Gallagher may be right that Social Security is a difficult election year, but it isn’t impossible.  Entitlement reform is tricky, with demagoguery from parties who feel they will be injured.  But remember that the American people were for Social Security reform before they were against it.  And entitlement reform will have much better traction in the current political environment if properly framed

Bush’s mistake in 2005 was that he was left vulnerable to a coalition of labor and senior voices.  The effort to make the necessary reforms will need a few new messages and strategies, such as:

  • Accurately positioning reform as the creation of the retirement system of the future, versus the retirement system of 1930.
  • Appeals to seniors that promising to protect their benefits while allow their children and grandchildren more freedom for their own retirement.
  • Engagement of young (age 22-35) members of the work force, who have the most to lose from a government-run retirement plan.
  • Tracking and satirizing Democrat, union, and AARP efforts to smear the plan.
  • Putting a real face on the people who stand to benefit from reform.

Gallagher is dead-on, however, in identifying Social Security as a probable Democratic talking point in 2010 (why stop now, after all?).  It has already started in the Nevada Senate race.  The need to counter this messaging is critical for Republicans.

Golden Years? Well, maybe bronze…

I got my 401k statement the other day. The timing couldn’t have been better – I needed a good scare just before Halloween.

With a good 40 years to go before I’m retirement age, I’m not all that worried. I still have time to continue a long-term retirement plan. Of course, that plan doesn’t include Social Security, which will not be available to me. All of the promises of Obama and others to “protect social security” is a transparent vote grab – and a reasonable one, because seniors tend to vote more often. I’d pander to them too.

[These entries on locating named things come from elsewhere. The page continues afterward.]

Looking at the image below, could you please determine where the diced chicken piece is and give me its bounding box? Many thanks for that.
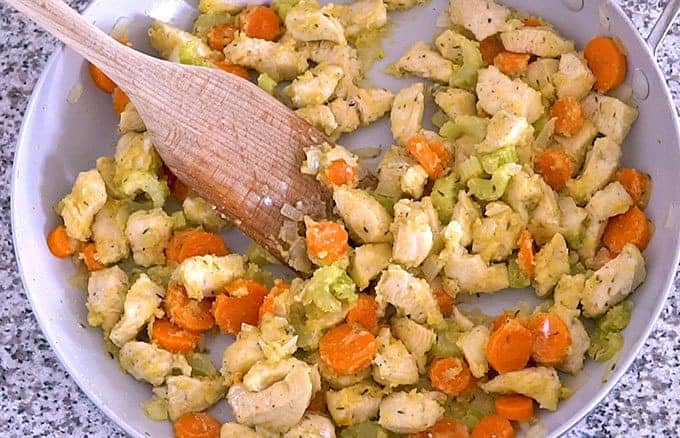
[477,65,545,123]
[375,265,443,326]
[434,87,477,119]
[456,325,491,378]
[333,187,392,243]
[533,233,569,297]
[283,64,344,108]
[501,27,574,58]
[224,32,306,82]
[567,137,621,205]
[59,170,107,241]
[390,41,453,84]
[109,274,165,347]
[553,52,595,100]
[326,381,383,426]
[177,254,245,300]
[581,93,638,144]
[378,390,445,434]
[449,0,510,41]
[581,243,647,318]
[479,367,561,411]
[125,208,172,266]
[390,83,425,145]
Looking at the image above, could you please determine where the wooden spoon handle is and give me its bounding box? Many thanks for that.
[5,0,141,84]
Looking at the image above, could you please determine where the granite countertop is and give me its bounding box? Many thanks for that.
[0,0,680,437]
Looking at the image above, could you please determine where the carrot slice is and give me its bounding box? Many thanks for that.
[87,63,118,94]
[306,221,349,264]
[243,6,281,41]
[173,412,222,438]
[486,318,533,373]
[429,357,473,397]
[602,206,652,255]
[259,280,290,321]
[409,418,470,438]
[406,134,449,179]
[470,414,515,438]
[215,61,250,80]
[517,230,536,278]
[347,294,378,333]
[324,160,357,188]
[151,319,201,353]
[616,167,652,208]
[208,24,238,52]
[534,148,574,190]
[493,51,531,77]
[583,37,628,93]
[319,324,378,376]
[47,225,78,258]
[550,97,586,137]
[163,284,215,332]
[80,243,106,272]
[528,312,571,365]
[495,394,534,421]
[479,35,505,65]
[213,279,267,335]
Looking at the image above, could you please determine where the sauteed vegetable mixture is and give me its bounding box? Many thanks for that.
[47,0,653,438]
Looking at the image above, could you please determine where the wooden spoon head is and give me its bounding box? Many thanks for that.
[129,61,331,263]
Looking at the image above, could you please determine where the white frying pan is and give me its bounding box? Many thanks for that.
[12,0,680,437]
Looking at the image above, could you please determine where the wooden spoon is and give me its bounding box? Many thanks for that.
[6,0,331,262]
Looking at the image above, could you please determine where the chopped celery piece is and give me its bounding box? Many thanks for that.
[458,156,484,183]
[439,116,489,143]
[430,174,462,224]
[597,300,633,332]
[432,110,450,128]
[449,34,484,91]
[479,146,518,175]
[257,73,277,95]
[588,329,623,362]
[508,257,531,289]
[467,163,522,201]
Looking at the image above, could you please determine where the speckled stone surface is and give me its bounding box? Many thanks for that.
[0,0,680,437]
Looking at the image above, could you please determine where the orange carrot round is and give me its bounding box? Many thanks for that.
[243,6,281,41]
[479,35,505,65]
[305,221,349,264]
[173,412,222,438]
[616,167,652,208]
[550,97,586,137]
[213,279,267,335]
[470,414,515,438]
[486,318,533,373]
[87,63,118,94]
[319,324,378,376]
[163,284,215,332]
[215,61,250,80]
[602,206,652,255]
[493,51,531,77]
[517,230,536,278]
[324,160,357,187]
[406,134,449,179]
[529,312,571,365]
[429,357,473,397]
[47,225,78,258]
[80,243,106,272]
[409,418,470,438]
[151,319,201,353]
[347,294,378,333]
[583,37,628,93]
[534,148,574,190]
[495,394,534,421]
[208,24,238,52]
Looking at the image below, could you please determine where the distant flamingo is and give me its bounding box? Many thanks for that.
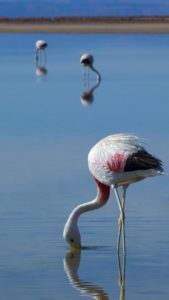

But here in the real world, I have to figure out how to save for retirement while flushing 7.5% of my paycheck down the crapper for a government-mandated retirement plan that’s about as dependable as an Enron pension.

As Election Day draws near, Republicans across the country will be accused of wanting to dismantle Social Security, Medicare, and other entitlement programs – as if these programs worked.

George Mason Economics Professor Walter Williams has a great line about government entitlements. Professor Williams points out that the facets of American Society that people are most satisfied with – the Internet, the availability of retail goods, etc. – are items in which the free market has been allowed to flourish. But the more regulations and government control exists, the more people tend to be dissatisfied – as they are with education, roads and traffic, fuel supplies.

I know I’d be a lot happier if I could bolster my 401k by saving 7.5% of each paycheck, instead of throwing it away.